С первой встречи она навязывала людям простые отношения, в основе которых лежал страх перед смертью. Они тонули, а Саша была их спасательным кругом. Так что совсем не рядовые граждане, а богатые и влиятельные, заглядывали ей в рот и ловили каждое слово. Она вершила судьбы, бесстрастно выносила окончательный приговор. Клиенты смотрели на нее чувством благоговейного трепета, безграничного уважения и суеверного страха. Для этого как нельзя лучше подходила внешность моложавой ухоженной женщины за тридцать. Такая наружность говорила об опыте и знаниях, вызывала неосознанное желание довериться. И уж конечно ее не рассматривали как сексуальную партнершу.

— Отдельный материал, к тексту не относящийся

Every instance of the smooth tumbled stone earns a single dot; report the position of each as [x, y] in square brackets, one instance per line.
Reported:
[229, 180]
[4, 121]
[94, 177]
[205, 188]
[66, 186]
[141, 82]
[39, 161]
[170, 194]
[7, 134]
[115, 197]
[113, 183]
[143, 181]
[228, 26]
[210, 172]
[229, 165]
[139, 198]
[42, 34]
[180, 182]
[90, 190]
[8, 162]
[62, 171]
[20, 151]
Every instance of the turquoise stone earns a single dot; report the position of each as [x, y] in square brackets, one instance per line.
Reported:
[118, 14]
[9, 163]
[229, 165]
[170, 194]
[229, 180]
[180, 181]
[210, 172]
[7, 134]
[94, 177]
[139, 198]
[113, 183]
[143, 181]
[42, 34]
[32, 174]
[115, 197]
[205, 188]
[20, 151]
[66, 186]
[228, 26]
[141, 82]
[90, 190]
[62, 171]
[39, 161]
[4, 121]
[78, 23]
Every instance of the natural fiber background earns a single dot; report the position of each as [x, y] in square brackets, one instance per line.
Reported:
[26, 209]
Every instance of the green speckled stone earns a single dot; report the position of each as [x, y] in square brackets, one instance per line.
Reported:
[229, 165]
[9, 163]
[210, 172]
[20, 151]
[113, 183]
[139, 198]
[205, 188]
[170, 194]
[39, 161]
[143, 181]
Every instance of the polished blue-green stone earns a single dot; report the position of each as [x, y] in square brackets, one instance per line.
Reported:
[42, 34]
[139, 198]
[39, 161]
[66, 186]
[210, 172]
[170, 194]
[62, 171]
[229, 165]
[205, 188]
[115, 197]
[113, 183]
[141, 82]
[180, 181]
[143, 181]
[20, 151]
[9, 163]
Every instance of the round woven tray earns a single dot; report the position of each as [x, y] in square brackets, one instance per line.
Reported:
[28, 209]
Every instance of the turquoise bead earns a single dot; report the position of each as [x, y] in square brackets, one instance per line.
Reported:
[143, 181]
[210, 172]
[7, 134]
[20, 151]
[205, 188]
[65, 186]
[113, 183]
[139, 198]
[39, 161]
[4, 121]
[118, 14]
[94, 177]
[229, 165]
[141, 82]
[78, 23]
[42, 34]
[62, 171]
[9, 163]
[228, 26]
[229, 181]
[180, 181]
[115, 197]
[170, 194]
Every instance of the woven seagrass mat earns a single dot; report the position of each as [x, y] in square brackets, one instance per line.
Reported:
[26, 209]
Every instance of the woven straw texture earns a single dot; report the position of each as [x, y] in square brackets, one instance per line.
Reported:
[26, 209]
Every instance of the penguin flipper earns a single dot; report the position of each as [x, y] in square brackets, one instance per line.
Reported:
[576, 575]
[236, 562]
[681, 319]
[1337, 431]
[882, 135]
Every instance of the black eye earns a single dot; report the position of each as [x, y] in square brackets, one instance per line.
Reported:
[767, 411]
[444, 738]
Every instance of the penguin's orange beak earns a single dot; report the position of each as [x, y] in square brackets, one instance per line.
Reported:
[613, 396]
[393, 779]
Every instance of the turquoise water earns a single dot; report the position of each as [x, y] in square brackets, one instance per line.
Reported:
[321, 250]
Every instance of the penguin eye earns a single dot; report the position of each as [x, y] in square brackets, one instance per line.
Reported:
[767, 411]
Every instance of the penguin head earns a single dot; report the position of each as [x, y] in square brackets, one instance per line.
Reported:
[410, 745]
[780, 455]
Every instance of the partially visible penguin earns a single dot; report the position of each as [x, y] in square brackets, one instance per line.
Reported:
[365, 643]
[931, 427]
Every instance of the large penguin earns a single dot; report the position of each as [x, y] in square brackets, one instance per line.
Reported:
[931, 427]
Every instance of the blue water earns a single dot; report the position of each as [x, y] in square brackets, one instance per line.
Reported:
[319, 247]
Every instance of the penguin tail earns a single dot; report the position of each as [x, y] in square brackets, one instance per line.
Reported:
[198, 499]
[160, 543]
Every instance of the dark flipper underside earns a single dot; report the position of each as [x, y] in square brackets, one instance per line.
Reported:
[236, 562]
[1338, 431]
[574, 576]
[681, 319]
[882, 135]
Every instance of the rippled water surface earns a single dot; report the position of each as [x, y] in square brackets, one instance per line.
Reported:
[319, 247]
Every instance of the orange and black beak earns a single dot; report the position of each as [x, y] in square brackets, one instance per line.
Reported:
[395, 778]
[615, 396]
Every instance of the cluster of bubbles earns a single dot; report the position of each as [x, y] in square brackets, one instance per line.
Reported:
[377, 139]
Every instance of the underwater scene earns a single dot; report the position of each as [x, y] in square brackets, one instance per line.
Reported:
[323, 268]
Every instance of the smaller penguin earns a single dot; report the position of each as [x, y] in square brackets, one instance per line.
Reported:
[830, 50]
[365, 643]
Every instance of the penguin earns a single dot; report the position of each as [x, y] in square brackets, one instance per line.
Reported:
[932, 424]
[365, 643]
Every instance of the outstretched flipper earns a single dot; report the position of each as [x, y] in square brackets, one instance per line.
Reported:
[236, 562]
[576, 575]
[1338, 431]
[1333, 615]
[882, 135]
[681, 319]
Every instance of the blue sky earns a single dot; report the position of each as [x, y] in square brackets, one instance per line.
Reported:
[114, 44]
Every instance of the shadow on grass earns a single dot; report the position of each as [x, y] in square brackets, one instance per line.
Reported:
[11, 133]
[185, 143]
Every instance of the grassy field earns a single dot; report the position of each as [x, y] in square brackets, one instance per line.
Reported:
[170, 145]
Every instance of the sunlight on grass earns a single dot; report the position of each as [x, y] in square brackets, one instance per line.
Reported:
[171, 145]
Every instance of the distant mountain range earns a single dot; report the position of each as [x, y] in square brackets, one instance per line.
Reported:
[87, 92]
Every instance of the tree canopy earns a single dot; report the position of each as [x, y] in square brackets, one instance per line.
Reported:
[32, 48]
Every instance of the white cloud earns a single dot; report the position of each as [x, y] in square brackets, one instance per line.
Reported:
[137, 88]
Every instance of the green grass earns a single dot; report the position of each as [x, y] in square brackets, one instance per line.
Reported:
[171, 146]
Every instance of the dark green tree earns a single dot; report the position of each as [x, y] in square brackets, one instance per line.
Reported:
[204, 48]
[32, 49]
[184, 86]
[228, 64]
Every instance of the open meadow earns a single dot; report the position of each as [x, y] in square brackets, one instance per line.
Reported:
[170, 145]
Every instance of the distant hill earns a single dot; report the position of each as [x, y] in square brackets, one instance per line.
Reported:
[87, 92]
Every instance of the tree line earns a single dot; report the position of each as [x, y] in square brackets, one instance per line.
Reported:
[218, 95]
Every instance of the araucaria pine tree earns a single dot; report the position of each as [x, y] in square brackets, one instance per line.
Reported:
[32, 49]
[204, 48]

Кто будет флиртовать с ангелом смерти?
'Черт возьми! В кого я превратилась! В молоденькую соплячку с задорными сиськами и толстым задом. Ну и как теперь вести бизнес? Да мне даже водки в супермаркете не продадут! Ну надо же было этому придурку окочурится! Жертвоприношение в ночь солнцеворота! Ну ты тоже хороша, голубушка. К чему было эти опыты устраивать? Вот и ходи теперь вся такая молодая и интересная. Экпериментаторша чертова!' — ругая себя на чем свет стоит, Саша шагала к мосту. В руках она держала шестидесяти литровый мусорный пакет с останками Ярика и четырьмя кирпичами.
На середине моста Саша остановилась, огляделась, перегнулась через перила и бросила ношу в темную реку. Мешок быстро исчез под водой. На поверхности сонной реки появились концентрические круги, булькнули пузыри.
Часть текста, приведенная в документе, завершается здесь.